A differential-pressure sensor measures the small pressure drop across the mask filter. With a calibration curve, that pressure converts to airflow.

Integrating airflow over each breath gives tidal volume. Tracking tidal volume, breath rate, and work-of-breathing over days produces personalized baselines.

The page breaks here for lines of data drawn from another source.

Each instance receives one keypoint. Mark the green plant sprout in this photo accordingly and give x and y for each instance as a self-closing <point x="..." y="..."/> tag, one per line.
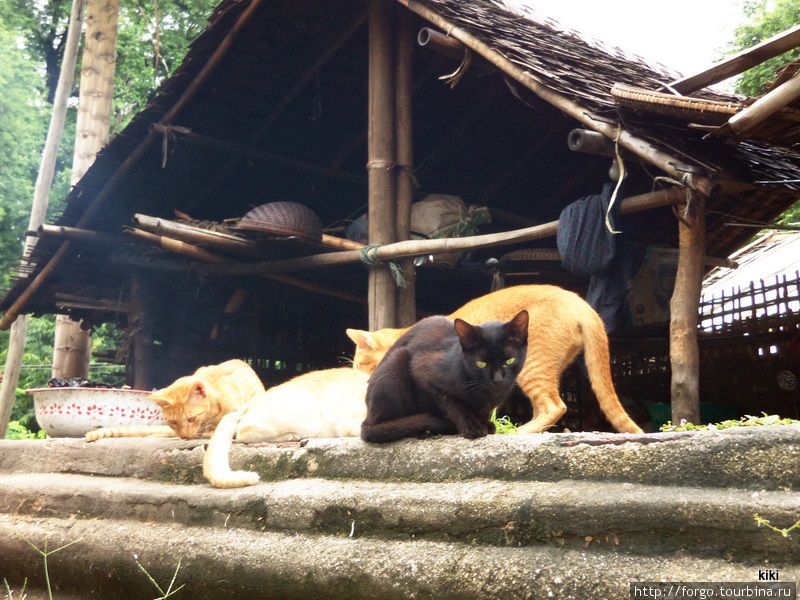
<point x="745" y="421"/>
<point x="502" y="424"/>
<point x="170" y="592"/>
<point x="10" y="593"/>
<point x="762" y="522"/>
<point x="44" y="554"/>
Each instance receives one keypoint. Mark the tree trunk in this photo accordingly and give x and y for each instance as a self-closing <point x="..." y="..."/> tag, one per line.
<point x="44" y="180"/>
<point x="404" y="92"/>
<point x="73" y="345"/>
<point x="684" y="353"/>
<point x="382" y="291"/>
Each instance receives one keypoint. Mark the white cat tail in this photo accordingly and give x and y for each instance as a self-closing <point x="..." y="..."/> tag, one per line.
<point x="216" y="467"/>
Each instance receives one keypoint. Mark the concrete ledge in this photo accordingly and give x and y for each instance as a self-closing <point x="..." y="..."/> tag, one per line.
<point x="632" y="517"/>
<point x="237" y="563"/>
<point x="757" y="458"/>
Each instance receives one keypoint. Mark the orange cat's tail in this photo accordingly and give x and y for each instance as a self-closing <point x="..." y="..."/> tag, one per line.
<point x="598" y="364"/>
<point x="132" y="431"/>
<point x="216" y="467"/>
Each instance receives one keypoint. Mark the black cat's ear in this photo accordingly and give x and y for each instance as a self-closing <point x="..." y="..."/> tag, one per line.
<point x="518" y="327"/>
<point x="467" y="334"/>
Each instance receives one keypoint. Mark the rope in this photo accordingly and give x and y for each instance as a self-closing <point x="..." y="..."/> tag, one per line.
<point x="369" y="256"/>
<point x="621" y="177"/>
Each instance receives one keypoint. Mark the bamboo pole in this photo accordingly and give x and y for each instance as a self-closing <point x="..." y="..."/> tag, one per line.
<point x="80" y="235"/>
<point x="382" y="291"/>
<point x="447" y="46"/>
<point x="224" y="241"/>
<point x="747" y="119"/>
<point x="404" y="88"/>
<point x="141" y="149"/>
<point x="638" y="146"/>
<point x="740" y="62"/>
<point x="141" y="324"/>
<point x="233" y="148"/>
<point x="634" y="204"/>
<point x="44" y="181"/>
<point x="192" y="251"/>
<point x="684" y="352"/>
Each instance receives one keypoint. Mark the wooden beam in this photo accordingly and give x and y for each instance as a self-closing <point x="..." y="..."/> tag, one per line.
<point x="747" y="119"/>
<point x="645" y="150"/>
<point x="140" y="323"/>
<point x="404" y="94"/>
<point x="382" y="210"/>
<point x="633" y="204"/>
<point x="229" y="147"/>
<point x="133" y="158"/>
<point x="449" y="47"/>
<point x="738" y="63"/>
<point x="684" y="352"/>
<point x="41" y="191"/>
<point x="80" y="235"/>
<point x="196" y="253"/>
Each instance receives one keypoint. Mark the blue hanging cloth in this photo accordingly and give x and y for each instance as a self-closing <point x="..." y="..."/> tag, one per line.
<point x="588" y="248"/>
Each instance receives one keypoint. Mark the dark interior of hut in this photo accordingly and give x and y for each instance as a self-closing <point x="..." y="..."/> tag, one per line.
<point x="484" y="140"/>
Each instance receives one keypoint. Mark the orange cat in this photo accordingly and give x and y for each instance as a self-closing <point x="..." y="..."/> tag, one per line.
<point x="193" y="405"/>
<point x="561" y="325"/>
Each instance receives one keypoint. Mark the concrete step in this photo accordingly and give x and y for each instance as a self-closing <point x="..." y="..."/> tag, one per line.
<point x="239" y="563"/>
<point x="758" y="458"/>
<point x="636" y="518"/>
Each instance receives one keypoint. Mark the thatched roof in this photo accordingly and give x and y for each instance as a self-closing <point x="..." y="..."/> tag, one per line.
<point x="489" y="140"/>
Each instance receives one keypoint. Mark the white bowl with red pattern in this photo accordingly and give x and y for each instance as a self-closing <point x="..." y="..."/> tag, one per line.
<point x="72" y="411"/>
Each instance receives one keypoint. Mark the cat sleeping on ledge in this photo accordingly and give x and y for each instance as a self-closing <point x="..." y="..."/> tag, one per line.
<point x="193" y="405"/>
<point x="561" y="325"/>
<point x="327" y="403"/>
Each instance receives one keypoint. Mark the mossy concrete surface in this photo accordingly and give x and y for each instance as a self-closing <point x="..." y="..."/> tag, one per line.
<point x="517" y="516"/>
<point x="754" y="457"/>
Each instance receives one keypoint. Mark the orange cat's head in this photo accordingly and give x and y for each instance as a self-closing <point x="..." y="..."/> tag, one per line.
<point x="371" y="346"/>
<point x="186" y="407"/>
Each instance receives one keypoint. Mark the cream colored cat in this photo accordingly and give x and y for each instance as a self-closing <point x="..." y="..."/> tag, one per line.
<point x="561" y="325"/>
<point x="193" y="405"/>
<point x="328" y="403"/>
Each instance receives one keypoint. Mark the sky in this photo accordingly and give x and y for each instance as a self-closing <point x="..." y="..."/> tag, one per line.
<point x="685" y="35"/>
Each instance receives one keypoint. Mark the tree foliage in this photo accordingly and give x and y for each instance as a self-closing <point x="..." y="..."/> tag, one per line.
<point x="153" y="38"/>
<point x="764" y="20"/>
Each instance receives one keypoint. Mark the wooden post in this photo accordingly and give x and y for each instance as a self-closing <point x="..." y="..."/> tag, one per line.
<point x="141" y="324"/>
<point x="382" y="291"/>
<point x="684" y="353"/>
<point x="41" y="191"/>
<point x="404" y="92"/>
<point x="73" y="344"/>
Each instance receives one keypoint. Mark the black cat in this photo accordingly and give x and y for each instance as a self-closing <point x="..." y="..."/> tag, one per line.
<point x="444" y="377"/>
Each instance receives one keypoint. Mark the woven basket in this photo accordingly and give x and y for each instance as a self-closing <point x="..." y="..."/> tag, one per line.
<point x="685" y="108"/>
<point x="283" y="219"/>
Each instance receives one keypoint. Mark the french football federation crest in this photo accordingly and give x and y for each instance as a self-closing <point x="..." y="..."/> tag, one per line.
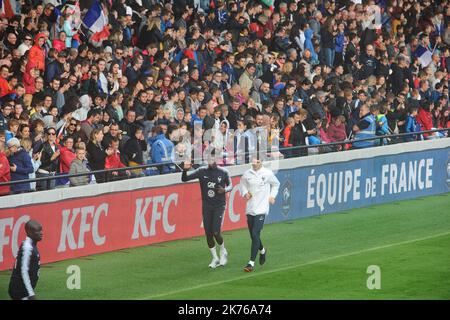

A classification ML model trained on PhysioNet respiratory data flags departures from the personal baseline that match known exacerbation patterns. The output is a probability score, not a diagnosis.

Why This Is a Good Topic

Remote respiratory monitoring is a real clinical problem and the hardware fits inside a mask. You will learn pneumatic sensing, baseline modeling, and clinical-alert design.

Research Questions

  • How does mask seal change measured tidal volume?
  • What is the effect of breath rate on calibration accuracy?
  • Does the early-warning model beat a fixed-threshold baseline?
  • To what extent does activity level confound the signal?
  • Which feature carries the most exacerbation information?
  • How does mask filter degradation shift readings?
  • What is the effect of training-set size on per-subject calibration?

Basic Materials

  • MPXV7002 differential-pressure sensor.
  • ESP32 development board.
  • KN95 masks.
  • 3D-printed sensor clip.
  • Spirometer calibration syringe (low-cost).
  • LiPo battery.
  • Informed-consent template.

Advanced Materials

  • Clinical spirometer for ground truth.
  • Hospital mentor for COPD-cohort access.
  • IRB approval for patient recordings.
  • Higher-precision pressure transducer.

Software & Tools

  • PyTorch: Trains the exacerbation classifier.
  • PlatformIO: Builds the firmware.
  • Python (NumPy and SciPy): Processes breath-by-breath signals.
  • PhysioNet datasets: Provides training data.

Experiment Steps

  1. Calibrate the sensor with a known flow source.
  2. Lock the mask clip geometry and seal protocol.
  3. Decide features (tidal volume, breath rate, work-of-breathing) and label sources.
  4. Build a subject-wise data split.
  5. Train and validate the early-warning model.
  6. Report alert sensitivity, specificity, and per-subject calibration.

Common Pitfalls

  • Treating an uncalibrated pressure reading as flow.
  • Mixing mask seals between trials.
  • Ignoring activity-level confounds.
  • Training on too few subjects and claiming a general result.
  • Skipping a fixed-threshold baseline for comparison.

What Makes This Competitive

Calibrate the pressure sensor against a known flow source. A competitive project runs subject-wise data splits, reports calibration plots vs. spirometry where available, and benchmarks alert sensitivity and specificity against published COPD exacerbation studies.

Project Variations

  • Add a temperature sensor for breath-temperature trends.
  • Pair with pulse oximetry for an oxygen-saturation cross-check.
  • Build a similar clip for surgical masks and compare.

Learn More

  • PubMed: Search mask respirometer COPD review.
  • NIH PubMed Central: Open-access pulmonary monitoring papers.
  • PhysioNet Respiratory Database: Free with documentation.
  • American Thoracic Society: Open clinical resources.
  • MIT OpenCourseWare: Course 6.555 Biomedical Signal and Image Processing.